As Time Goes By @ The Surging Wave Pavillon, (Cang Lang Ting) Suzhou
Adou, Chen Zhe, Cindy Ng, David Moreno, Dong Wensheng, Hao Shiming, Hao Zhenhan, He Jian, He Xiangyu, Hiroshi Maeda, Hong Lei, Isao Sugiyama, Jiang Zhi, Li Qing, Lin Enge, Liu Jianhua, Lois Conner, Mao Guanshuai, Michael Cherney, Moataz Nasr, Naga Art Studio, Ni Youyu, Pan Wangshu, Peng Jian, Qi Zhuo, Qin Ai, Ryan Labar, Tong Kunniao, Vincent Cazeneuve, Wan Qin, Wang Hua, Wang Keping, Wu Junyong, Xiang Zhenhua, Xin Yaoyao, Xu Zhen, Yang Yongliang, Zhang Min, Zhang Ruyi, Zhang Xiaoli
About the Exhibition
When we think about gardens today, we tend to see a timeless pocket of nature in which one can breathe and forget the dense and noisy disturbances of the city. However, when gardens first started to be built, wild nature was much more untamed than it is today.
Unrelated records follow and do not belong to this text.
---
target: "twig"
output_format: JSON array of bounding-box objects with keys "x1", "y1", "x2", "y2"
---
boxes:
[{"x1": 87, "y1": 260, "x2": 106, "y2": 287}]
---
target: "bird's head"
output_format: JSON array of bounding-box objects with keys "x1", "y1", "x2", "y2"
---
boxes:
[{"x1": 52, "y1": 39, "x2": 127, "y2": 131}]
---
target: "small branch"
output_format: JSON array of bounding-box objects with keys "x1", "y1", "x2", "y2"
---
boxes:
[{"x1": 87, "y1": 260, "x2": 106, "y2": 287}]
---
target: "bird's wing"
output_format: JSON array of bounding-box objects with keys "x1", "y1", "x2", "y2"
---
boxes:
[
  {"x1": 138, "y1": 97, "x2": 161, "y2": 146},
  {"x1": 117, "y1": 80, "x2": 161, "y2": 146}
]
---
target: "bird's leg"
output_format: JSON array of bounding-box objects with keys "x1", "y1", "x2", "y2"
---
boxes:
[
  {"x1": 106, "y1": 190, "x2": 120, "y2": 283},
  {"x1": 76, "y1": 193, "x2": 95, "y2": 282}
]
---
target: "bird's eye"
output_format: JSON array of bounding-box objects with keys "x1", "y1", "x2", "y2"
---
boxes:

Gardens were historically principally revered as places where Nature and Culture met each other, making them the ideal places to contemplate art.
This exhibition is faithful to that spirit of the garden, updating it and seeking to make it relevant to the 21st century, to generate a dialogue between past and present, art and nature without disturbing the original beauty of gardens. Each of the contemporary artworks displayed in the garden are like wires connecting the past with our present, making it closer to us. Symbols of the past need to be made alive and brought into the present in order to be understood and revered.
The visitor is provided with a map and invited to wander around the trees and pavilions and discover the contemporary artworks scattered around the two gardens.The garden is an allegory of the world, a microcosm of our planet. Our knowledge and perception of what the world is has radically changed since the Song dynasty when Canglang ting was built. The art in this exhibition reflects upon that change. In terms of culture: Our world is broader, globalized, the artists of the exhibitions are not only from the Jiangnan region, but come from all across China and the world. In terms of ideas: their works go beyond the poetic and speak directly to numerous issues the world is facing today, about consumption, environment, architecture, technology, science…and in terms of medium, traditional mediums such as ink painting, wood carvings and ceramics are displayed in their most current form and joined with more contemporary medium such as photography, video and 3D printed installations.
About the Garden
The Suzhou garden known as Canglang Ting (“Surging Waves Pavilion”*) has the longest history, and the deepest cultural roots, of all of Suzhou’s justly famous classical gardens (aka scholar gardens). Covering an area of roughly 10,000 square meters, the simple and tranquil garden is designed in a seemingly unsophisticated manner, yet this exquisite garden is a product of careful refinement and deliberate planning, for it is built in the best Chinese tradition of ‘man imitating nature’.